The other night I sat down at the dining room table where my middle son was doing his homework. Books and papers were scattered everywhere, but I could tell his heart wasn’t really into it. “It’s getting pretty late, Son. You almost done?”
“It’s all a crock, Dad, isn’t it?” he suddenly asked, looking up from his science assignment.
“What’s a crock?”
“School.”
“School is not a crock, Son.”
“Yes, it is.”
“Well,” I said, “even if it is, you’re not supposed to know about it yet.”
“But do you realize I’ve already put in seven whole years, and there’s still six more to go?”
“Ten,” I quickly corrected my son. “Don’t forget, you’ve got to go to college, too.”
“See, now that’s exactly what I mean. It never ends.”
“Trust me, it’ll go by faster than you think.”
“And now they’ve even got us going year around. It’s ruined my whole summer, Dad.”
“Now you and I both know that if you weren’t going to school, you’d just be laying around the house doing nothing anyway.”
“But that’s what kids my age are supposed to be doing during the summer.”
“No, it’s not. Summer vacation was never meant to just give kids three free months to goof off. It was to allow parents to keep their children at home for a few months to help get the crops harvested.”
“You’re making that up.”
“No, I’m not. At the turn of the century, most American’s lived on farms, and kids had to help with the harvest. So, count yourself lucky. Instead of sitting in an air-conditioned classroom reading a book, you could be out picking cotton or shucking corn.”
“Dad?”
“What?”
“I hate it when you do that.”
“Do what?”
“Tell me how things could always be so much worse.”
“Well,” I said, standing up to leave, “things are definitely going to be worse if you don’t finish all your homework and keep those grades up.”
“And that’s another thing. I heard you telling Mom just the other day that grades and test scores aren’t all that important to you. So how come I gotta keep trying to get A’s and B’s?”
“So, I’ll know you’re not lazy, among other things.”
“What?”
“Good grades don’t tell me you’re smart, Son. Real smarts is something which life will beat into you as you grow older. But good grades tell me how you’re doing in a lot of other areas which I think are real important.”
“Like what?”
“Well, most kids who are getting decent grades are making an effort at being organized, they listen well to people who just might know something, like their parents and teachers, and they actually flip through the pages of a good book now and then.”
“So, you really don’t care how good I get at this stupid cell anatomy stuff I’m studying here?”
“Not really. But it’s important to me that you’re willing to work hard at whatever homework your teacher gives you. If you’re willing to work hard at being a good student, then when you get a little older, who knows, you might just surprise yourself and turn out to be industrious, conscientious, and all kinds of other neat things.”
“Dad?”
“What?”
“But it’s still all a crock, though, right? I mean, they don’t have anything else to do with us, so they make us go to school.”

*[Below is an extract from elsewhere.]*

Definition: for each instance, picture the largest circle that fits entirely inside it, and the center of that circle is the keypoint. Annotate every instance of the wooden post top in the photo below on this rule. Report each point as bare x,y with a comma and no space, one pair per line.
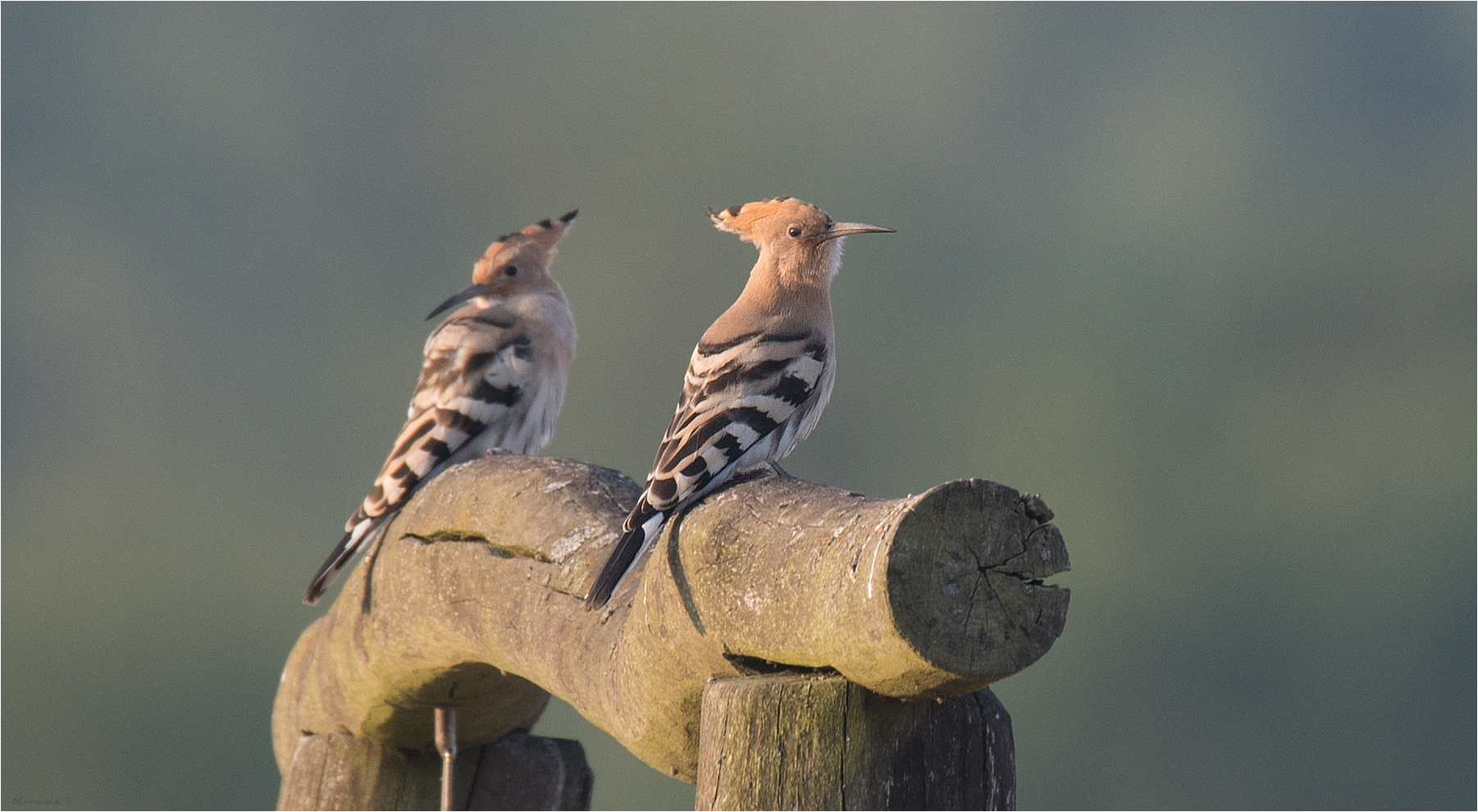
473,598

“Let’s just say that school is something which has to be survived. But if you really work hard at it and do well, then you get to graduate and go on to college where the chances get even better that you’ll actually learn something.”
“But Dad, what happens if I’m all burned out by the time I graduate from high school — and I don’t want to go to college?”
“Well,” I said with conviction, “there’ll always be cotton that needs picking and corn that needs shucking.”